Sviscerato pendea certo Porchetto,
     Che pur dianzi ingrassò ghianda di cerro,
     Bauci da l’Animal tratto un lombetto,
     Vi sparse il sale, & infilzollo à un ferro,
     Mentre al foco il volgea, dentro un Panetto
     Spremea l’humor, che distillava il Verro
     Che s’ei tal’hor guastò le biade altrui,
     Degno è ben, che le biade espriman lui.

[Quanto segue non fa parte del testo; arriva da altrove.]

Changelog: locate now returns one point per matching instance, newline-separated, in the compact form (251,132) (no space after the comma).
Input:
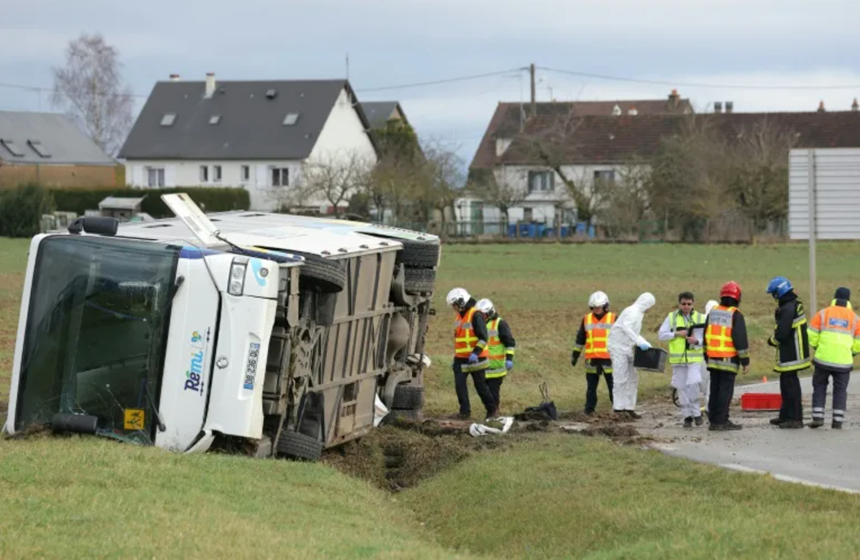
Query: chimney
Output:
(210,84)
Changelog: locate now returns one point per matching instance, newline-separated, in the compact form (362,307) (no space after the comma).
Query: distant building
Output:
(258,135)
(49,149)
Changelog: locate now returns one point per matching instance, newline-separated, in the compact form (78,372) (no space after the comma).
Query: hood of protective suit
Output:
(624,335)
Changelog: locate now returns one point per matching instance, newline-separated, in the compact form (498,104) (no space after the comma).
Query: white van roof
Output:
(272,231)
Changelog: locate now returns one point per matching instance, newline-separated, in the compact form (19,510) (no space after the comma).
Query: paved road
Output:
(822,456)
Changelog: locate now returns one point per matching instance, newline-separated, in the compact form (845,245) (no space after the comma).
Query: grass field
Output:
(542,291)
(541,496)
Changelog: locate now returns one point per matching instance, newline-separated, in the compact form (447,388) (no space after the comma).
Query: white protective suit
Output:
(623,338)
(687,378)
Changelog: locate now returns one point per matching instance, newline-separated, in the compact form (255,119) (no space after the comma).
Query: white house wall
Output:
(264,197)
(342,138)
(544,204)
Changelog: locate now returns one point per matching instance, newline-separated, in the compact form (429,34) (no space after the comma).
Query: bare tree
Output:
(444,179)
(335,176)
(556,146)
(89,87)
(504,188)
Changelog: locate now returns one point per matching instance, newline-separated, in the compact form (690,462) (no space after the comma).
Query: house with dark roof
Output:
(48,148)
(258,135)
(380,112)
(592,145)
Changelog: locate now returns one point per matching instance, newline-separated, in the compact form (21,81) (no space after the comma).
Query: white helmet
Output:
(711,304)
(598,299)
(485,306)
(458,296)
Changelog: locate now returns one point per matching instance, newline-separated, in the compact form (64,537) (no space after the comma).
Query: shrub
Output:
(211,199)
(21,210)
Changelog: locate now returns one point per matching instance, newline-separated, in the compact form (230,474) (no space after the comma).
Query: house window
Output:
(280,176)
(607,176)
(541,181)
(155,176)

V’era nel grasso un Cavolo torzuto,
     Ambrosia de’ Ghiotton Napolitani,
     A cui diede Mercurio il ben venuto,
     Che anch’egli havea Napolitane mani
     Questo, e ciò, che imbandir havean saputo
     Posero in mensa i providi Villani;
     E che vi fosse, Ovidio, e di parere,
     Un par d’ova tostissime da bere.

Era in tavola un Pane, il qual havea
     Gran pretension sopra la lingua Hetrusca,
     Perch’a la cera sua nato parea
     In mezo à l’Accademia de la Crusca.
     Trovar Vino miglior poi non potea,
     Chi d’un Vin Corso andar volesse in busca
     Era un Corso leggier, che non s’adacqua.
     Ma tanto corso havea, ch’era tutt’acqua.

Già lavate s’havevano i Romei
     Le nette mani, e s’erano asciugati,
     Contra l’uso ladrissimo di quei,
     Che di man non son netti, e son lavati.